Dorsomedial medullary 5-HT2 receptors mediate immediate onset of initial hyperventilation, airway dilation, and ventilatory decline during hypoxia in mice.

The dorsomedial medulla oblongata (DMM) includes the solitary tract nucleus and the hypoglossal nucleus, to which 5-HT neurons project. Effects of 5-HT in the DMM on ventilatory augmentation and airway dilation are mediated via 5-HT2 receptors, which interact with the CO(2) drive. The interaction may elicit cycles between hyperventilation with airway dilation and hypoventilation with airway narrowing.
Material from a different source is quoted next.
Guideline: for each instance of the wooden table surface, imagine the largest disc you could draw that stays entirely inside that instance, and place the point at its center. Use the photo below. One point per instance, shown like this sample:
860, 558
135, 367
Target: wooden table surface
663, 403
In the present study, effects of 5-HT2 receptors in the DMM on hypoxic ventilatory and airway responses were investigated, while 5-HT release in the DMM was monitored. Adult male mice were anesthetized, and then a microdialysis probe was inserted into the DMM. The mice were placed in a double-chamber plethysmograph. After recovery from anesthesia, the mice were exposed to hypoxic gas (7% O(2) in N(2)) for 5 min with or without a 5-HT2 receptor antagonist (LY-53857) perfused in the DMM. 5-HT release in the DMM was increased by hypoxia regardless of the presence of LY-53857. Immediate onset and the peak of initial hypoxic hyperventilatory responses were delayed. Subsequent ventilatory decline and airway dilation during initial hypoxic hyperventilation were suppressed with LY-53857. These results suggest that 5-HT release increased by hypoxia acts on 5-HT2 receptors in the DMM, which contributes to the immediate onset of initial hypoxic hyperventilation, airway dilation, and subsequent ventilatory decline. Hypoxic ventilatory and airway responses mediated via 5-HT2 receptors in the DMM may play roles in immediate rescue and defensive adaptation for hypoxia and may be included in periodic breathing and the pathogenesis of obstructive sleep apnea.